Şimdi bu paylaşımın yapıldığı hesabı biliyorum, seçim öncesi iktidar partisi ve Cumhurbaşkanı Sayın Recep Tayyip Erdoğan için nasıl çırpındığına da tanıklık ettim. Elbette saygı duyuyorum. Samimiyetle ifade ediyorum ki herkesin kendi düşüncesi ve fikridir. Burada niye o gün öyle yaptın, bugün böyle hesaplaşması yapacak değiliz. Hakkımızda değil, haddimize değil. Burada dikkat çekmek istediğim şey başka… Bu arada seçimlerin hemen ardından da aynı hesaptan vatandaşımız Temmuz ayındaki yüzde 25’lik emekli maaş artışında yaşadığı hayal kırıklığını da çok ciddi itirazları ile ifade etmeye çalışmıştı. Ortada üst üste özellikle emekliler için yapılmış bir adaletsizlik, haksızlık söz konusu. Gerçekten insanların canı yanıyor. Açlık sınırının 14 Bin TL’lerde olduğunun açıklandığı şu günlerde çoğunluğu 7 Bin 500 TL maaşa mahkum edilmiş insanlar arasında sözüm ona takviye edici bir ikramiye düzenlemesi yaparken bile bir başka yanlışlık yapıldığının artık birilerinin farkına varması gerekmez mi? Yapılan yanlışı düzeltebilecek en önemli fırsatında mecliste kaçırıldığını görüyoruz. Çiftçilik yapacak hali kalmamış, yaşı kemale ermiş köylü bir vatandaşımızın çiftçi kayıt belgesini sildirmediği için bu ikramiyeden yararlanamadığına da tanıklık ettik ya! Bu yanlışları bugün bile düzeltme imkanı varken itirazı görmezden, duymazdan gelmek de neyin nesi?

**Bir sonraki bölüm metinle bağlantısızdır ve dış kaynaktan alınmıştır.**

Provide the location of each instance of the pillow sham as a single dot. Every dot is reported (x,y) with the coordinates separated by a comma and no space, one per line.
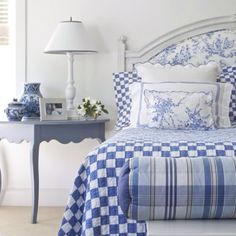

Dün yine sosyal medyada dolaşırken bir TV kanalına yönelik olarak, “…. Kanalının yeni görevi belli oldu. Emekliyi 10 Bin TL maaşa razı etmek” başlığına rastladım. Doğrusunu isterseniz bende bir emekliyim. Öyle süper emekli falan değilim. Şükretmesini de bilirim, sabretmesini de… Ancak kendi yaşamımdan biliyorum ki, asgari ücretin altındaki her emekli maaşı gerçekten söylüyorum bu ülkenin emeklilerine yapılmış bir en hafif tabiriyle haksızlıktır. İşte bu sebeple yukarıdaki isyanları anlayabiliyorum. İşte o sebeple toplumun en mağdur kesiminin emekliler olduğunu dile getirmeye çalışıyorum. Anadolu’da bir söz vardır, “Yanlışı bir başka yanlış ile düzeltemezsiniz. Bilakis yanlışları çoğaltır kördüğüm haline getirerek içinden çıkılmaz hale sokarsınız!”

Eğer hadiselere böyle bakamıyorsunuz ben de size “İsterseniz buyurun buradan yakın!” derim.